Tom,
I think I know what you're saying.
At the time, the whole idea of "inland golf" was revolutionary!
After all, by the late 1800's, golf had been played on the seaside links for decades...centuries, actually, and the idea of moving from that naturally open, sandy, choppy, undulating, wind-swept terrain into the inner-breast of the country landscape was a daunting and skeptical proposition, and it also seems if I read my history correctly that some of the first attempts were pretty dismal failures, because for the first time in golf, a course had to be more man-made than God-made, and there was really no precedent for that, either architecturally, agronomically, or culturally in fact.

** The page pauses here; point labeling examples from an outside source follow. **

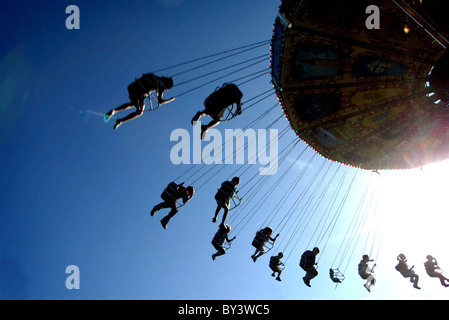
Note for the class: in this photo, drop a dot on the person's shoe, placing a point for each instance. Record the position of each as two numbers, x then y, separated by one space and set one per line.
196 118
118 123
164 222
204 129
108 116
307 282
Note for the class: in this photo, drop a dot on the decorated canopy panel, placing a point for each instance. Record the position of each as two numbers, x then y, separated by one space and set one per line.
371 98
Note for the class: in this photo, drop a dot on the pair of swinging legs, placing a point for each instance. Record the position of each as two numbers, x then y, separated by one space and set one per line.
310 274
138 104
204 128
167 218
278 270
217 211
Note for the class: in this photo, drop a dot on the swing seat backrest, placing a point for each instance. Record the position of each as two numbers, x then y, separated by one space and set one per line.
336 276
170 194
260 240
223 97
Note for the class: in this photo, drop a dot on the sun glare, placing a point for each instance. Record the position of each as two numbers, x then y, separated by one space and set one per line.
413 210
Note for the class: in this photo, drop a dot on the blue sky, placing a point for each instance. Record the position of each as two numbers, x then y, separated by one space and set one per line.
76 192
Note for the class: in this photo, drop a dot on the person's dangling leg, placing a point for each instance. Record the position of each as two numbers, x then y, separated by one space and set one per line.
170 215
111 112
140 108
197 117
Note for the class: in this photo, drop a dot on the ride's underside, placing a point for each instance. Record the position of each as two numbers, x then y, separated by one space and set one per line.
370 98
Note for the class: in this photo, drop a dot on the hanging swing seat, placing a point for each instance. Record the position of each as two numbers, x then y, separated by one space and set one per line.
218 241
223 97
226 194
336 275
260 241
170 194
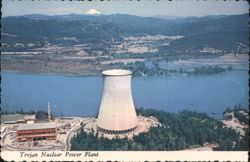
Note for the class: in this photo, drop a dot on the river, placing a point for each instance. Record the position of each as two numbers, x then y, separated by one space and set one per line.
80 96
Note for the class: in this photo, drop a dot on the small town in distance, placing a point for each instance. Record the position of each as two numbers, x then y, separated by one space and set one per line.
117 119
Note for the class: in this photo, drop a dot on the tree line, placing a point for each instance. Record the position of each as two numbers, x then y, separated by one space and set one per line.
182 130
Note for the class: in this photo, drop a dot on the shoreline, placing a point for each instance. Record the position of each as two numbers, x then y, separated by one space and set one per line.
97 75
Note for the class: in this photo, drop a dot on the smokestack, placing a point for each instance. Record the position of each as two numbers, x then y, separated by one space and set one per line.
117 111
49 114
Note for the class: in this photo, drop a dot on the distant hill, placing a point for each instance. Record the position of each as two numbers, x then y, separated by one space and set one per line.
33 31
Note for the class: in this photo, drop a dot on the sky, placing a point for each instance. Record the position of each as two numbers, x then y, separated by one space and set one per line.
182 8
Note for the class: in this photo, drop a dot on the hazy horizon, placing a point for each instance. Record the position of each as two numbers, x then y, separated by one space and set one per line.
137 8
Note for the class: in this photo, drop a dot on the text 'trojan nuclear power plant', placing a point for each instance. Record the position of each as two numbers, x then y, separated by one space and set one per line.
117 111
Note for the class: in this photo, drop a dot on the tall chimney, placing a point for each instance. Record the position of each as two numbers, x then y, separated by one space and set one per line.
117 111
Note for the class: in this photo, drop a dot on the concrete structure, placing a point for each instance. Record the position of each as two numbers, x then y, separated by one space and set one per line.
36 131
117 111
49 114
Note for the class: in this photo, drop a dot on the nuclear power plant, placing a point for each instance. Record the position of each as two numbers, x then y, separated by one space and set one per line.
117 111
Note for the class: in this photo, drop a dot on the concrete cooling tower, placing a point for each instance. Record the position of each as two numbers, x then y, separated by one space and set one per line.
117 111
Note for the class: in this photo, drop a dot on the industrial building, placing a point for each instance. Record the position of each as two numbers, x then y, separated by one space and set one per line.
117 111
36 131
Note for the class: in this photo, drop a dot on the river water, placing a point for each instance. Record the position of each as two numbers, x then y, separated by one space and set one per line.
80 96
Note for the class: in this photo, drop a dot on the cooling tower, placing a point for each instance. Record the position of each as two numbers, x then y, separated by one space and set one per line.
117 111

So, when the first successful inland courses in the Heathlands began to pop up in the English countryside, which not incidentally was on terrain much more similar to what folks in places like...oh, let's say Philadelphia and south Jersey had to work with back in the states, it would have been natural for those pioneers in the US who weren't blessed with seaside terrain to stand up and take notice.
Especially considering that men like Wilson, and Crump, and Alex Findlay, and Tillinghast, and Samuel Allen, and likely others had made a number of golf-related pilgrimages overseas (following the Macdonald example), and were most definitely very aware of what guys like Colt, Hutchinson, Fowler, Simpson, etc., had accomplished, and in some cases, seem to have struck up personal relationships with these men, that were further strengthened when the Heathland gang made visits to the US and either contributed to or advised or simply visited inland courses that were being built in the states.

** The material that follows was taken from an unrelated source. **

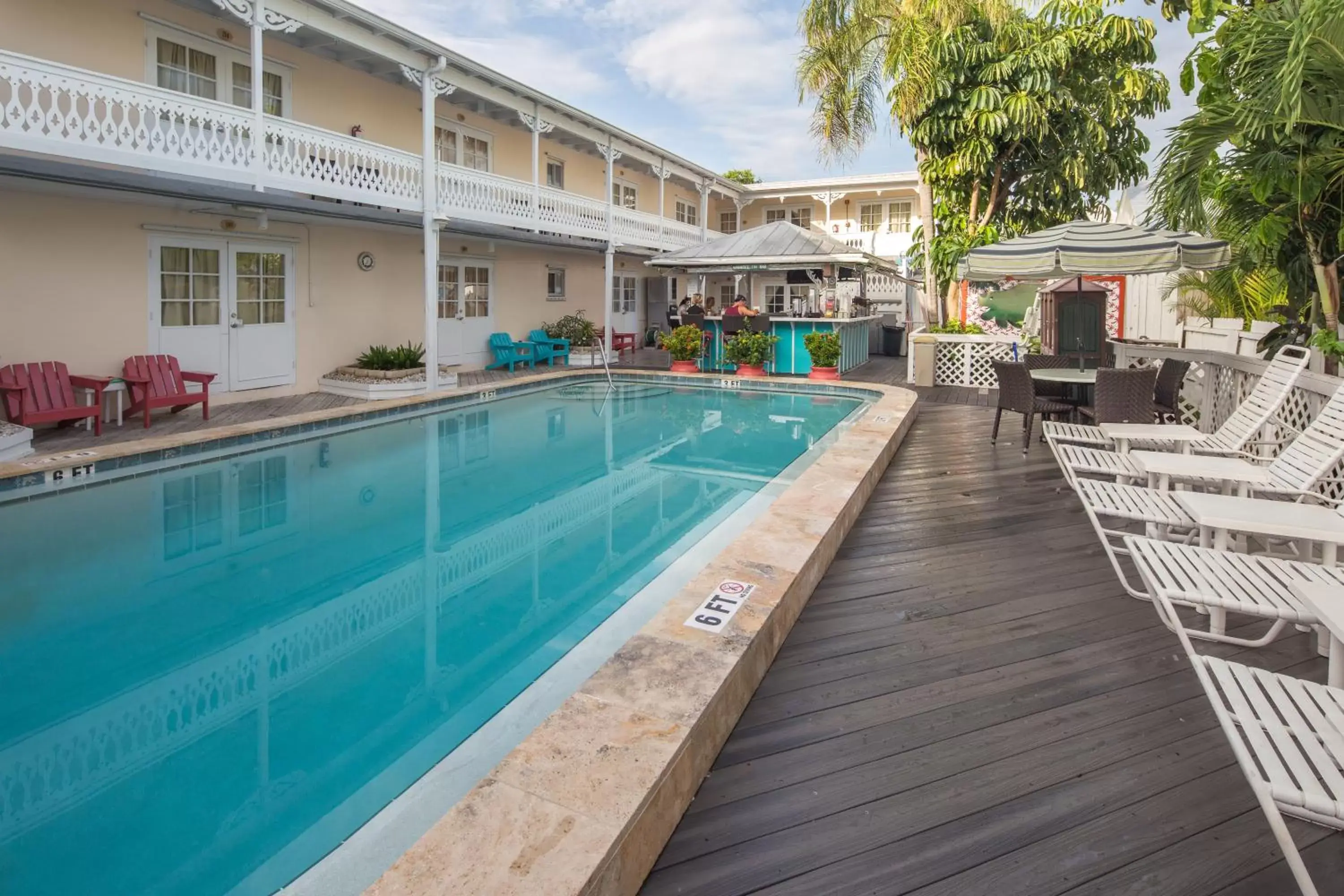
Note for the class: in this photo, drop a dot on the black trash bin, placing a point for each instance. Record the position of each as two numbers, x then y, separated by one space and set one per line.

I wish I could find it, and it might have been part of Tom MacWood's research, but I do recall coming across something that mentioned Colt visiting Hugh Wilson at Merion, and also visiting Seaview.
I think that's part of why we still argue about who did what here, but to me, as in the recent Cobb's Creek research, it's more important to understand why these men worked together in the way that they did, and also to imagine the shared sense of discovery and adventure that they must have collectively felt. After all, they were both pioneers and trendsetters, breaking with centuries of tradition.